If the common functionality across all of these implementations is sufficient for your needs, you may choose to implement a set of different modules that describe a particular Kubernetes cluster implementation and all have the common trait of exporting the hostname of the cluster as an output value:

output "hostname" {
  value = azurerm_kubernetes_cluster.main.fqdn
}

You can then write other modules that expect only a Kubernetes cluster hostname as input and use them interchangeably with any of your Kubernetes cluster modules:

module "k8s_cluster" {
  source = "modules/azurerm-k8s-cluster"

  # (Azure-specific configuration arguments)
}

module "monitoring_tools" {
  source = "modules/monitoring_tools"

  cluster_hostname = module.k8s_cluster.hostname
}

Data-only Modules​

Most modules contain resource blocks and thus describe infrastructure to be created and managed. It may sometimes be useful to write modules that do not describe any new infrastructure at all, but merely retrieve information about existing infrastructure that was created elsewhere using data sources.
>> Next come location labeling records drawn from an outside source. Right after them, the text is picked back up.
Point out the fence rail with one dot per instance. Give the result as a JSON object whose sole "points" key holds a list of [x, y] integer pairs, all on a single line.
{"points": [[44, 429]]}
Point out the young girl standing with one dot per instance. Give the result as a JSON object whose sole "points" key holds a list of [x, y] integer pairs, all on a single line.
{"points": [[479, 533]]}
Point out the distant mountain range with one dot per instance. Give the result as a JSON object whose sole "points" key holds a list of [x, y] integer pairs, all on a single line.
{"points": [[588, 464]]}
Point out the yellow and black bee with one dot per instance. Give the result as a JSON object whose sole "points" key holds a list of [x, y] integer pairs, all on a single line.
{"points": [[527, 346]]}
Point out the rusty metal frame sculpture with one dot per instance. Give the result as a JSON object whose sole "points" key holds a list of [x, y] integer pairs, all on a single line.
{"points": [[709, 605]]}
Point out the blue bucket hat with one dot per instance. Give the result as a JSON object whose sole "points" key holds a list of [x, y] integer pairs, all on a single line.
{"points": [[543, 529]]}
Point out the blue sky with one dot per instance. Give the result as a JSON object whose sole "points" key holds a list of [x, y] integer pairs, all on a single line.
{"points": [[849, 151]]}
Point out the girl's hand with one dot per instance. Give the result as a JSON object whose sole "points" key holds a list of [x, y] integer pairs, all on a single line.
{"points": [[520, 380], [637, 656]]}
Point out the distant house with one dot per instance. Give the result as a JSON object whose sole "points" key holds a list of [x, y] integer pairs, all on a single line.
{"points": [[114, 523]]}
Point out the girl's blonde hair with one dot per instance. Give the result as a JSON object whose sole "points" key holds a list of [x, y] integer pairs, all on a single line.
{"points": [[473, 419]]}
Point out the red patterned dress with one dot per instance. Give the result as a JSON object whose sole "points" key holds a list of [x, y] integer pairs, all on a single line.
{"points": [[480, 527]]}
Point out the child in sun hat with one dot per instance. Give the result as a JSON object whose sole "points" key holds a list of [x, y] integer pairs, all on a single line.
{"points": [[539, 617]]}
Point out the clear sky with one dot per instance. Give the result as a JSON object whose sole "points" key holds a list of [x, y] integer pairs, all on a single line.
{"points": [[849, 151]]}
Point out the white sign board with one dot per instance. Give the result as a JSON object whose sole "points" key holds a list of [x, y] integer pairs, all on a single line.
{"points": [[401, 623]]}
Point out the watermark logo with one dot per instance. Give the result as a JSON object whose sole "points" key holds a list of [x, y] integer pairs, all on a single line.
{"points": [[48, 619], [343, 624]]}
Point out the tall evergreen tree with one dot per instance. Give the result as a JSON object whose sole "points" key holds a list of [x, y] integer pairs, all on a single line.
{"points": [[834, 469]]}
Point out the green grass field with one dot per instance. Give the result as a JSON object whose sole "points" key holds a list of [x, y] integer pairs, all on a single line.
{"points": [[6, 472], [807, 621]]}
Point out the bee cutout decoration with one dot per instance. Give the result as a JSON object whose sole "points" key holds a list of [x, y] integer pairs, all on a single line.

As with conventional modules, we suggest using this technique only when the module raises the level of abstraction in some way, in this case by encapsulating exactly how the data is retrieved.

A common use of this technique is when a system has been decomposed into several subsystem configurations but there is certain infrastructure that is shared across all of the subsystems, such as a common IP network. In this situation, we might write a shared module called join-network-aws which can be called by any configuration that needs information about the shared network when deployed in AWS:

module "network" {
  source = "./modules/join-network-aws"

  environment = "production"
}

module "k8s_cluster" {
  source = "./modules/aws-k8s-cluster"

  subnet_ids = module.network.aws_subnet_ids
}

The network module itself could retrieve this data in a number of different ways: it could query the AWS API directly using aws_vpc and aws_subnet_ids data sources, or it could read saved information from a Consul cluster using consul_keys, or it might read the outputs directly from the state of the configuration that manages the network using terraform_remote_state.

The key benefit of this approach is that the source of this information can change over time without updating every configuration that depends on it. Furthermore, if you design your data-only module with a similar set of outputs as a corresponding management module, you can swap between the two relatively easily when refactoring.